42. АРХИМАНДРИТУ ЛЕОНИДУ. 8 июля 1873 г., остров Халки. (близ Константинополя)[144]
Ваше высокопреподобие, отец Леонид!
Может быть, припоминая по очереди имена тех русских чиновников на Востоке, с которыми Вы встречались в Константинопольском посольстве, Вы вспомните и меня — К. Леонтьева.
Я не раз в бытностью мою (в 1867 г.) в Константинополе имел счастье беседовать с Вами и поэтому решаюсь теперь обратиться к Вам не только за советом, но и с почтительнейшею просьбой войти по-христиански в мое нравственное положение и помочь мне.
Вот в чем дело: я желаю жить при монастыре в России, и особенно при одном из подмосковных.
Не стану теперь обременять Вас, высокопреподобный отец мой, длинною повестью тех событий, которые постепенно укрепили во мне это неизменное решение. Не забудьте, что я уже не молод (мне 42 года), и верьте, что решение это — плод почти трехлетних дум и испытаний. При свидании, в котором я, с Божьей помощью, не отчаиваюсь, объяснения собственно духовные и нравственные будут легче. Но здесь я скажу Вам только вот что: я оставил службу, имею шестьсот рублей пенсии и в ожидании отъезда моего в Россию живу в величайшем уединении на известном, вероятно, Вам острове Халки.
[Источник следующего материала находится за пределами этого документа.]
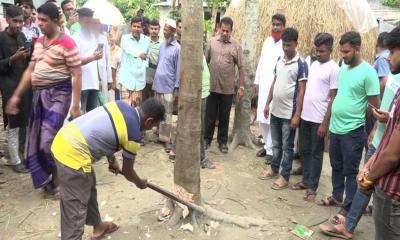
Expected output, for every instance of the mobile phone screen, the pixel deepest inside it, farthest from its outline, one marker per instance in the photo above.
(27, 45)
(372, 106)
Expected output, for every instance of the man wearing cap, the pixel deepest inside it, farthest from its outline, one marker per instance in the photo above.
(30, 31)
(166, 79)
(223, 54)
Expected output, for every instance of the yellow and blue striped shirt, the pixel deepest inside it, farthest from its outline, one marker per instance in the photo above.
(100, 132)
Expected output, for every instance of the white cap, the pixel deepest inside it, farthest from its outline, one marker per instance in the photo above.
(171, 23)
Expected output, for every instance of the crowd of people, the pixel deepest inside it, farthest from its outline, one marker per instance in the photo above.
(58, 65)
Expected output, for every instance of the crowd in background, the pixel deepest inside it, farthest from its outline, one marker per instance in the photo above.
(58, 62)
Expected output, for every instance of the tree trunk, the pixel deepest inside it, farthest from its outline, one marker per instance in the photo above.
(241, 127)
(187, 163)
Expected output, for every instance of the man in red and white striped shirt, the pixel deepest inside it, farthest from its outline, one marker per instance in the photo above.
(383, 169)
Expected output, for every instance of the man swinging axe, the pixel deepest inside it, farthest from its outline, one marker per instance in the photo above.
(100, 132)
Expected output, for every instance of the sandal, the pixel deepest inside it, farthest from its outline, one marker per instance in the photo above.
(267, 174)
(339, 218)
(111, 227)
(368, 211)
(299, 186)
(206, 163)
(332, 231)
(329, 202)
(310, 195)
(280, 186)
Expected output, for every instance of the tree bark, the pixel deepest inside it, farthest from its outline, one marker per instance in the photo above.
(187, 163)
(241, 126)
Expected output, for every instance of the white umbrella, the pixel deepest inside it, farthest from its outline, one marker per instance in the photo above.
(106, 12)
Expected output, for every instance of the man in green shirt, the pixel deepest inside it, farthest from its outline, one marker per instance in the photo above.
(71, 15)
(358, 86)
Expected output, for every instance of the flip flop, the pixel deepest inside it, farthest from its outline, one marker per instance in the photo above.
(310, 196)
(299, 186)
(277, 187)
(338, 219)
(111, 227)
(332, 231)
(329, 202)
(267, 174)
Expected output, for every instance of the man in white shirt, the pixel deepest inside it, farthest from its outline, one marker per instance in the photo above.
(90, 53)
(320, 92)
(271, 51)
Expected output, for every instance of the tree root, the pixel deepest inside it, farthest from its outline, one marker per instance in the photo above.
(207, 211)
(244, 222)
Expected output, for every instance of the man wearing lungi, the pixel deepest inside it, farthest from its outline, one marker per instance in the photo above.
(54, 61)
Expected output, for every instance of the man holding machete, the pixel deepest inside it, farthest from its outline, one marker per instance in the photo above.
(100, 132)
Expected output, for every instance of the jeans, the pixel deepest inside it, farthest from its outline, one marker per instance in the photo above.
(117, 94)
(202, 142)
(89, 100)
(312, 151)
(360, 201)
(282, 145)
(217, 104)
(345, 152)
(386, 216)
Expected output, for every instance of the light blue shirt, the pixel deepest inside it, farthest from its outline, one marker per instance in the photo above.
(168, 68)
(133, 68)
(381, 64)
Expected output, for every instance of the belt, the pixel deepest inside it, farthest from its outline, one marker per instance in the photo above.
(152, 65)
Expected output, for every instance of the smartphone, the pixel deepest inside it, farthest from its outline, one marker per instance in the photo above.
(27, 45)
(373, 107)
(100, 46)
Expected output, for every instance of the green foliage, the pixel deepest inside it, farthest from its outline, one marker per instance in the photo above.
(208, 26)
(391, 3)
(129, 8)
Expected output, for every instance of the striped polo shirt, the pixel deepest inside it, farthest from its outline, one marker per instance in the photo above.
(53, 62)
(100, 132)
(288, 74)
(390, 183)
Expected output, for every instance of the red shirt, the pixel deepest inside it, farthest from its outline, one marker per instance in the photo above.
(53, 62)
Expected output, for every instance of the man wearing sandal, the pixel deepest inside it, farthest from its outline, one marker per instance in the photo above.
(80, 143)
(286, 94)
(358, 86)
(388, 143)
(320, 92)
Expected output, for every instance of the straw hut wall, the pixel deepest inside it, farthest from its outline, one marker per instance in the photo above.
(309, 17)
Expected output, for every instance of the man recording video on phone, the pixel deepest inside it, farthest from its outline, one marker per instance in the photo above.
(14, 59)
(90, 52)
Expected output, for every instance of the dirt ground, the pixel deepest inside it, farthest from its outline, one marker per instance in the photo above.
(233, 188)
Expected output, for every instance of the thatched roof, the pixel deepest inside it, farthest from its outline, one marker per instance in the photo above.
(309, 17)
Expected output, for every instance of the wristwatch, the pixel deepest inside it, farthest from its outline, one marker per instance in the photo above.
(366, 180)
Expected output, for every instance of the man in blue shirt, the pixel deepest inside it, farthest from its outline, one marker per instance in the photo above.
(166, 80)
(135, 49)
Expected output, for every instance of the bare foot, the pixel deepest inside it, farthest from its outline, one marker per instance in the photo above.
(342, 229)
(103, 229)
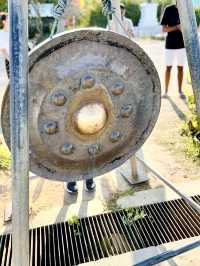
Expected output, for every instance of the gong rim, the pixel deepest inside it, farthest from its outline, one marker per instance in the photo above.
(109, 38)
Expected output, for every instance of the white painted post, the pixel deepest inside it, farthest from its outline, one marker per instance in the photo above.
(136, 173)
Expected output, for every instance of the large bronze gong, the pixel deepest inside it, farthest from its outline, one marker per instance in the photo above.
(94, 99)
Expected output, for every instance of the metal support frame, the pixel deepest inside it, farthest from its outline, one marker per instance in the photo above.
(187, 199)
(191, 39)
(169, 254)
(138, 173)
(18, 16)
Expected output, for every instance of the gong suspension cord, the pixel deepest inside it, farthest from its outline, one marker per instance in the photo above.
(108, 11)
(185, 197)
(58, 12)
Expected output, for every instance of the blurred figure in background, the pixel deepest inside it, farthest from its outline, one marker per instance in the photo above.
(127, 23)
(174, 47)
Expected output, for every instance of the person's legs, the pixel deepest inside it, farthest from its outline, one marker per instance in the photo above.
(181, 57)
(169, 58)
(90, 185)
(180, 78)
(71, 187)
(167, 79)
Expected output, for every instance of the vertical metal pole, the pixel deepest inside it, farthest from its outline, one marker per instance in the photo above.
(18, 15)
(115, 20)
(190, 34)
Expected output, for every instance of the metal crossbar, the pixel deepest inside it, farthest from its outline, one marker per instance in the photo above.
(192, 203)
(169, 254)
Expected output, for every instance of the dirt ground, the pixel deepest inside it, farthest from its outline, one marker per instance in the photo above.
(163, 151)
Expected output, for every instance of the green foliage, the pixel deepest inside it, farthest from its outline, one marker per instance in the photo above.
(4, 158)
(191, 129)
(73, 220)
(42, 30)
(132, 215)
(75, 223)
(112, 203)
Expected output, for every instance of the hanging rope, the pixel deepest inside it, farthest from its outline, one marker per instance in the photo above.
(58, 12)
(108, 11)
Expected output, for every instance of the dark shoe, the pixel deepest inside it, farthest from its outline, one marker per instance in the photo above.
(71, 187)
(182, 96)
(90, 185)
(165, 96)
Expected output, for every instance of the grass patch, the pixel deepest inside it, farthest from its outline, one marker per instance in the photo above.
(5, 159)
(191, 129)
(111, 204)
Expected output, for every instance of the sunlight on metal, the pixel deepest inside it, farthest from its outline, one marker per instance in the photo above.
(18, 17)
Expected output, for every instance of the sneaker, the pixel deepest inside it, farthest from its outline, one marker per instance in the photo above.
(71, 187)
(182, 96)
(165, 96)
(90, 185)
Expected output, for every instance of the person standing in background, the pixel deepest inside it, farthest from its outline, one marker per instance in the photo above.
(127, 23)
(4, 42)
(174, 47)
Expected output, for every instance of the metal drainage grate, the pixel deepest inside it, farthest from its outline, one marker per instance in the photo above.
(107, 235)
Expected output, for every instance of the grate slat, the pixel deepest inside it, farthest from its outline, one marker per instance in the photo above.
(107, 235)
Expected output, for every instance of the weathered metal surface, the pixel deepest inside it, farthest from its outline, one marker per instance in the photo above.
(74, 73)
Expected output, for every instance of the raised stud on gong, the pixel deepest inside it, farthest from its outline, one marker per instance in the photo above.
(126, 110)
(115, 136)
(87, 82)
(67, 149)
(51, 127)
(94, 149)
(58, 98)
(118, 88)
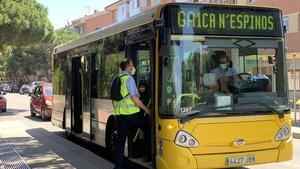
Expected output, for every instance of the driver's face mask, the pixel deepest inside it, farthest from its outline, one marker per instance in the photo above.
(224, 66)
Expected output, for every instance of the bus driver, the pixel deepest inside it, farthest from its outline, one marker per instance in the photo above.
(225, 75)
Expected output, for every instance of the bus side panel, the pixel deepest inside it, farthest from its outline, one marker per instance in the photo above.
(58, 110)
(101, 110)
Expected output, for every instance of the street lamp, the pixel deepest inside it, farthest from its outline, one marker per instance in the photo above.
(294, 77)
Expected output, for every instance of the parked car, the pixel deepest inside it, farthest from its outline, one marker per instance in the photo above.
(7, 88)
(41, 101)
(12, 88)
(33, 85)
(24, 89)
(2, 102)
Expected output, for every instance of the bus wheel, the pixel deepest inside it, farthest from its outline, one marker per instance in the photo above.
(111, 137)
(43, 115)
(32, 114)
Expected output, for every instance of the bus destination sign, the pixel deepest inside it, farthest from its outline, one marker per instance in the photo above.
(214, 20)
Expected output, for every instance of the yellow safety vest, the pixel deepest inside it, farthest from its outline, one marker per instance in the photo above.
(125, 106)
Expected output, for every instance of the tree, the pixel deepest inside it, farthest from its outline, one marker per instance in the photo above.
(23, 21)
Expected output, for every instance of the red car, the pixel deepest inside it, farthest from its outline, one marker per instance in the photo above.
(41, 101)
(2, 103)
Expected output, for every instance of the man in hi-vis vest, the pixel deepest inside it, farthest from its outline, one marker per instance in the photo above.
(127, 110)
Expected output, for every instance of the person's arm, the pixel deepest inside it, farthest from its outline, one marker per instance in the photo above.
(140, 104)
(133, 92)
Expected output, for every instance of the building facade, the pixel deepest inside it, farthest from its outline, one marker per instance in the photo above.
(123, 9)
(90, 23)
(291, 21)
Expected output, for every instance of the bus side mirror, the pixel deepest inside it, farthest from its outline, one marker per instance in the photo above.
(270, 60)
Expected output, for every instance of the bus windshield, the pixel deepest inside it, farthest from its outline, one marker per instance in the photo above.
(214, 76)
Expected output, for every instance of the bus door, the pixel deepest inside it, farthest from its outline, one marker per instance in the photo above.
(81, 95)
(76, 100)
(140, 53)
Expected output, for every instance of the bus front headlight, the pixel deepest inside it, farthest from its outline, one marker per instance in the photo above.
(283, 133)
(184, 139)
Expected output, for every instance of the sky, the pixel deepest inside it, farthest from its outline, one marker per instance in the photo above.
(60, 12)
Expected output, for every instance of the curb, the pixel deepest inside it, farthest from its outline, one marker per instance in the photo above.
(296, 135)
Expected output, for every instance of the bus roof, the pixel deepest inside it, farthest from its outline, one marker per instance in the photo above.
(141, 19)
(138, 20)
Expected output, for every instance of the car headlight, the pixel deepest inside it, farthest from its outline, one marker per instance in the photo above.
(49, 103)
(283, 133)
(184, 139)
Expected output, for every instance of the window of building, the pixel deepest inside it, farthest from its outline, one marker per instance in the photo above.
(286, 23)
(222, 1)
(111, 52)
(294, 77)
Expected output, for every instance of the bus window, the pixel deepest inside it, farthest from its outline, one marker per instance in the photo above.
(193, 78)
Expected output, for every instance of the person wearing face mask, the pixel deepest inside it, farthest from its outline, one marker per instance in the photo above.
(127, 110)
(225, 73)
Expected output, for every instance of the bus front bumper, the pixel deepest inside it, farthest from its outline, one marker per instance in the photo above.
(174, 157)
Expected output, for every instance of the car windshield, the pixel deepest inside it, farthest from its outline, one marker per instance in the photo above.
(215, 75)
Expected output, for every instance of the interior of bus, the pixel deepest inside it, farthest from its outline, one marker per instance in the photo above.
(191, 80)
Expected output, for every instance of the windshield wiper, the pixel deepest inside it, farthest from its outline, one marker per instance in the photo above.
(205, 110)
(280, 114)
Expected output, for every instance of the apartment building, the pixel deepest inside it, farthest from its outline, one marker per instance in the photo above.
(90, 23)
(291, 21)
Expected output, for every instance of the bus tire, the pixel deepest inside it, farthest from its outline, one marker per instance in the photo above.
(111, 136)
(32, 114)
(44, 118)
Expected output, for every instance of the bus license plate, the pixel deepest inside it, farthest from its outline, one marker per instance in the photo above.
(240, 160)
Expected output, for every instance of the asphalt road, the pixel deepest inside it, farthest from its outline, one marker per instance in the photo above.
(17, 118)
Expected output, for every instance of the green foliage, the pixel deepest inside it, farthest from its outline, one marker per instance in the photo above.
(23, 21)
(62, 37)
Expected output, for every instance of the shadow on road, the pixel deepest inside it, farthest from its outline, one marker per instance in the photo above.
(36, 154)
(71, 153)
(11, 112)
(36, 118)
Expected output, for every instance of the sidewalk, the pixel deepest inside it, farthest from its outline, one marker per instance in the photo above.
(296, 132)
(40, 148)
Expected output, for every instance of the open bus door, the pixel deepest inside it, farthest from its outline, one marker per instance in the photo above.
(142, 53)
(76, 99)
(81, 92)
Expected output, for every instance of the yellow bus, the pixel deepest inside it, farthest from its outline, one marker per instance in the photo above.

Перед отставкой моей я был около полутора года консулом в Солуне[145]. Уже я и там давно думал о монашестве, но одно неожиданное обстоятельство так поразило меня, что я поехал на Афон с намерением даже и тайно и не дожидаясь отставки постричься, если уговорю монахов. Наши русские монахи отговорили меня спешить, но я, состоя еще на службе, взял отпуск и прожил около года на Афоне, изучая монашескую жизнь и испытывая себя, и вот убедился, что на первый раз для меня нет ничего лучшего, как пожить при хорошей обители и под хорошим руководством — как бы это сказать — в виде постоянного полумирского поклонника. Отец Иероним[146] и отец Макарий[147], известные Вам духовники Руссики[148], говорили, что мне нужно духовное подчинение и вместе с тем некоторая телесная свобода, потому что я болезнен, слишком привык к независимости и к тому же занимаюсь литературой. В этом смысле афонская келия в лесу и зависимость духовная от старца-руководителя были бы как раз по мне для начала. Но оставаться на Афоне по многим причинам теперь было бы неудобно. Упомяну только о политических обстоятельствах. Вы не поверите, какую бурю и без того причинило в греческих и турецких газетах мое временное поклонничество на Святой Горе! Игнатьев почти вынудил меня уехать оттуда для успокоения умов. Мирские греки образованного класса все очень нерелигиозны; у них нет, как у нас, ни пламенных нигилистов, ни пламенных православных, ни Нечаевых[149], желающих разрушить все общество, ни образованных дворян и богатых купцов, идущих в монахи. Где им (т. е. и грекам и болгарам одинаково) понять чувство русского человека, пресыщенного западною мудростью, не верующего во все прелести прогресса и его обещания; где им понять, что русский человек, которого они считают дипломатом и писателем, предпочитает в горе и болезни Афон Баден-Бадену![150] (…)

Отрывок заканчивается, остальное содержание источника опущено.